L'aliénation du produit du travail se fonde désormais sur une théorie rigoureuse
de la valeur et de la plus-value, sur une théorie du marché et une théorie de
l'exploitation du travail : sur le marché, la réduction au même
dénominateur des divers travaux comme des différentes marchandises, se produit
indépendamment de la conscience, des désirs, des prévisions des producteurs et
des marchands. Leur choix subjectif, leur décision de se consacrer à la
fabrication et à la vente de tel ou tel produit, sont déterminés en dehors
d'eux, indépendamment d'eux, par les lois nécessaires. Tout se passe
« indépendamment de la volonté et des prévisions des producteurs, aux yeux
desquels leur propre mouvement social prend la forme d'un mouvement des choses,
mouvement qui les mène, bien loin qu'ils puissent le diriger. »
Ce
« fétichisme de la marchandise » régit également le travail lorsque
celui-ci devient marchandise en s'aliénant : en ce qui concerne l'ouvrier
« son propre produit s'éloigne toujours de lui sous forme de
capital. »
2.
L'aliénation de l'acte du travail dans le Capital se fonde sur une théorie
rigoureuse de la division du travail et du machinisme : « Là, les
conditions du travail apparaissent indépendantes du travailleur... comme
quelque chose qui lui est étranger. » Pourquoi ? —
Parce que « dans le système de machines, la grande industrie crée un
organisme de production complètement objectif ou impersonnel, que l'ouvrier
trouve là, dans l'atelier, comme la condition matérielle toute prête de son
travail. »
Marx analyse
« le mouvement historique qui fait divorcer le travail d'avec ses
conditions extérieures... Au fond du système capitaliste il y a la séparation
radicale du producteur d'avec les moyens de production. »
3.
L'aliénation de la vie générique. Le produit du travail et l'acte du travail
étant séparés de l'ouvrier, arrachés à sa vie propre pour être happés dans les
engrenages du circuit des marchandises et du capital, le travail, qui exprime
pourtant la « vie générique » de l'homme, est séparé de la vie
personnelle de l'homme. Telle est la grande inversion et la grande perversion :
le travail, de ce qu'il a en l'homme de spécifiquement humain, est ravalé au
rang de moyen pour entretenir la vie animale de l'homme. La fin devient moyen
et le moyen fin.
L'étude du
dédoublement de l'homme repose, dans le Capital, sur une théorie rigoureuse de
l'ensemble du processus de l'accumulation capitaliste qui conduit au
« morcellement de l'homme », à sa
« dégénérescence ».
Le capitaliste lui-même
« fonctionne comme capital personnifié ». Le capital
« rapport social entre personnes... s'établit par l'intermédiaire des
choses. »
Dans les
Manuscrits de 1844, il était reconnu déjà que, contrairement à ce que pensaient
Hegel et Feuer bach, la conscience de l'aliénation ne suffit pas à surmonter
l'aliénation ; pour la surmonter il faut détruire les rapports sociaux qui
l'engendrent.
Karl Marx,
dans une page du Capital qui est un modèle de « prospective »

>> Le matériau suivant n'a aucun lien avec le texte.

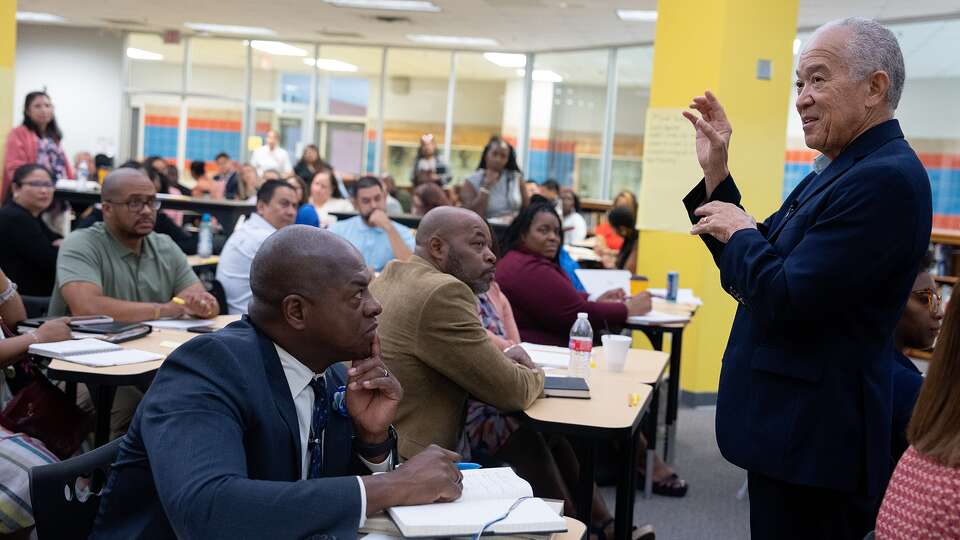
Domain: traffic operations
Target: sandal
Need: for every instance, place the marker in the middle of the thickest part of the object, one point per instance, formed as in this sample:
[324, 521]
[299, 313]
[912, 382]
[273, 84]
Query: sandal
[671, 486]
[598, 532]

anticipant sur le développement du machinisme, prévoit qu'à une étape
ultérieure (celle que nous appelons aujourd'hui l'automation), « la grande
industrie impose la nécessité de reconnaître le travail varié et, par
conséquent, le plus grand développement possible des diverses aptitudes du
travailleur, comme une loi de la production moderne... » Comme « la
seule voie réelle par laquelle un mode de production et l'organisation sociale
qui lui correspond marchent à leur dissolution et à leur métamorphose, est le
développement historique de leurs antagonismes immanents », « la
grande industrie oblige la société, sous peine de mort, à remplacer l'individu
morcelé, porte-douleur d'une fonction productive de détail, par l'individu
intégral qui sache tenir tête aux exigences les plus diversifiées du travail et
ne donne, dans des fonctions alternées, qu'un libre essor à la diversité de ses
capacités naturelles ou acquises. »
Cette
exigence, nous le verrons (au chapitre III du présent ouvrage), engendre à
notre époque, celle de l'automation, une contradiction nouvelle du capitalisme.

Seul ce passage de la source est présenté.